QUINTO.- Costas procesales.

De conformidad con lo dispuesto en el artículo 139 de la LJCA , en su redacción dada por la Ley 37/2011, de 10 de octubre, vigente desde el 31 de octubre de 2011, no procede la imposición de costas a ninguna de las partes dada la estimación parcial del recurso.

VISTOS los artículos citados y demás de general y pertinente aplicación,

Fallo

ESTIMAR PARCIALMENTE el recurso contencioso-administrativo interpuesto por don Aureliano contra la Resolución de 23 de junio de 2016 del Tribunal Económico-Administrativo Regional de Castilla y León (reclamaciones económico-administrativas núms.

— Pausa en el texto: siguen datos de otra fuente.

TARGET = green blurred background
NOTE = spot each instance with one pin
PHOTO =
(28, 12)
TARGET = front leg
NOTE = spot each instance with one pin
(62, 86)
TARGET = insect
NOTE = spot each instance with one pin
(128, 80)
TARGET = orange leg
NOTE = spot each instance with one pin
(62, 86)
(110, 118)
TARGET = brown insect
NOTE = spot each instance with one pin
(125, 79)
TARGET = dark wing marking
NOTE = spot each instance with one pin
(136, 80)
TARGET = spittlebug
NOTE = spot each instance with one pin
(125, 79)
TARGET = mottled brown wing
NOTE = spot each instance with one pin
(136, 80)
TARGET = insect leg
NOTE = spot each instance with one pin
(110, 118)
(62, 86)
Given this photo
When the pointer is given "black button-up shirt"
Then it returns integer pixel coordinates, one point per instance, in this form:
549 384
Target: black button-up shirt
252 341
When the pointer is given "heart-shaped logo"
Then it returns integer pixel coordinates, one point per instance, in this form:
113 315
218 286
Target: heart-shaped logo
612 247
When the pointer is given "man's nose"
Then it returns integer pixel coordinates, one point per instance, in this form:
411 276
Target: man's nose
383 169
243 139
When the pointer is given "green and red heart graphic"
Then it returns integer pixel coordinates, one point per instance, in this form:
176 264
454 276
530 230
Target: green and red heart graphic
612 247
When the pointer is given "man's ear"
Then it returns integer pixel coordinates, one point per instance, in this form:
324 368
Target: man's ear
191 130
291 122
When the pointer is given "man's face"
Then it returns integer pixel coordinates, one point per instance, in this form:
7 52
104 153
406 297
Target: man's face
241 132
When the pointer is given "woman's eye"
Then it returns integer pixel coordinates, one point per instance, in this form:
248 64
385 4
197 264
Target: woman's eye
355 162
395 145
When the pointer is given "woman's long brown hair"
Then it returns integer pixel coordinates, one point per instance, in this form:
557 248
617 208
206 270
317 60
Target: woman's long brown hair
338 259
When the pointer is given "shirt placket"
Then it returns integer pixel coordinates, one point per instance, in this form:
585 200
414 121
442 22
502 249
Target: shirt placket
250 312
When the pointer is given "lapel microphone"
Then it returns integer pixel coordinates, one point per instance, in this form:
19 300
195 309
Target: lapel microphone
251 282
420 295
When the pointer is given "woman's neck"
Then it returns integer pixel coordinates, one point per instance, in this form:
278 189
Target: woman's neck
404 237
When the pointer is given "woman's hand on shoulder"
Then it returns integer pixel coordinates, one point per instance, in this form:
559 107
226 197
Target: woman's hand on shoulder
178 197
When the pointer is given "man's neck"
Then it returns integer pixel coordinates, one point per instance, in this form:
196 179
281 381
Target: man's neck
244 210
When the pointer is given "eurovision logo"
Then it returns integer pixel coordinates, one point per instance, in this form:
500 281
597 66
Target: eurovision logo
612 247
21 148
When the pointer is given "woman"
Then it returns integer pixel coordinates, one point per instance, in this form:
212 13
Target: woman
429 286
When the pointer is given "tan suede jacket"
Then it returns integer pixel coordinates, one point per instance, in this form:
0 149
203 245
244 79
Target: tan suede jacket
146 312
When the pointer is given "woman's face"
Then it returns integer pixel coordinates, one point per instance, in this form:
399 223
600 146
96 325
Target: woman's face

NUM000 y NUM001 ), que se anula, al igual que los Acuerdos de liquidación y sancionador de los que trae causa, únicamente respecto del IVA de los periodos trimestrales comprendidos entre el 2T del año 2009 y el 1T del año 2010 IRPF, que se declaran prescritos,, confirmándose en cuanto al resto de los pronunciamientos, y sin efectuar especial condena en costas procesales a ninguna de las partes.

Llévese testimonio de esta resolución a los autos principales, dejando el original en el libro correspondiente.

La presente sentencia es susceptible de recurso de casación ante la Sala de lo Contencioso-Administrativo del Tribunal Supremo de conformidad con lo previsto en el artículo 86 de la LJCA cuando el recurso presente interés casacional objetivo para la formación de jurisprudencia; mencionado recurso se preparará ante esta Sala en el plazo de treinta días siguientes a la notificación de la sentencia y en la forma señalada en el artículo 89.2 de la LJCA .

Así por esta nuestra sentencia, lo pronunciamos, mandamos y firmamos.